Canada’s second-largest carrier is evolving from a single brand into “a model of multiple airlines,” offering higher-end service while also launching an ultra-low-cost carrier in 2018 to target customers on a budget, chief executive Gregg Saretsky said during WestJet’s investor day.
“We just got to the point where the single brand can no longer fulfill all the missions we’re seeking to fulfill,” he said.
WestJet, which competes against Air Canada, also said it had struck a preliminary agreement with Delta to coordinate schedules for new non-stop flights in the United States and Canada, along with frequent flyer points.

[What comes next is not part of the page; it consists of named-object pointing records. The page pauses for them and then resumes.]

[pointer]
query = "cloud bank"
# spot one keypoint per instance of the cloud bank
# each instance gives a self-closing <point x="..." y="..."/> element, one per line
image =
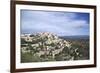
<point x="60" y="23"/>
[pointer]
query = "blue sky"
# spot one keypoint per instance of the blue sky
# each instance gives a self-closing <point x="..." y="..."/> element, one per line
<point x="59" y="23"/>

WestJet said the agreement is expected to be signed in the first half of 2018 and will likely take effect in 2019 after Delta and WestJet receive all required regulatory approvals.

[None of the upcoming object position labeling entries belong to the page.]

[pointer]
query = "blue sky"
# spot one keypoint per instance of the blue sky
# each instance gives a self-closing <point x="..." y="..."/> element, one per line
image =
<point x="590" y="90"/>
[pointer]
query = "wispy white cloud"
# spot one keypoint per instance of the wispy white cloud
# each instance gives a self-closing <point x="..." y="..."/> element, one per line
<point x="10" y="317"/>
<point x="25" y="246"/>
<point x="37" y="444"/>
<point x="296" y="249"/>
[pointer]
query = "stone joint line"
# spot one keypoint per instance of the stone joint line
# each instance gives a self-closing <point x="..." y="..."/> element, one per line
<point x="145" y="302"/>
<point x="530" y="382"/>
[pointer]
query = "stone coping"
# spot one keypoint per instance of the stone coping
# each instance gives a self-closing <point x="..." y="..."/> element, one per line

Calgary-based WestJet is targeting an annual operating margin of between 10 percent and 12 percent in 2018 to 2020, consistent with last year, and an improving annual return on invested capital that is expected to exceed 13 percent in 2020.
WestJet said it intends to increase the number of aircraft fully owned and paid for by the airline, as opposed to leased, to 96 by 2020 from 51 at the end of the third quarter.
The total fleet will grow from 165 planes, including jets and props, to 189 in 2020.
Some analysts remained cautious, however, about WestJet’s plans at a time when organized labor has unionized the company’s pilots and is aiming to organize other staff as well.
“We remain concerned about execution with so many simultaneous initiatives under way, all in a climate of unease on the labor front,” wrote AltaCorp Capital analyst Chris Murray in a note to clients.
Ahead of its investor day, the carrier laid out plans to save C$140 million ($110.6 million) to C$200 million in costs through 2022.
WestJet said its plans to attract and retain premium travelers, among other revenue-generating strategies, represent an annual opportunity of between C$300 million to C$500 million through to 2022. The company also said it expects to trim expenses next year to C$780 million compared with C$1 billion in 2017.
WestJet stock was up 0.45 percent to C$26.52 in early afternoon trading.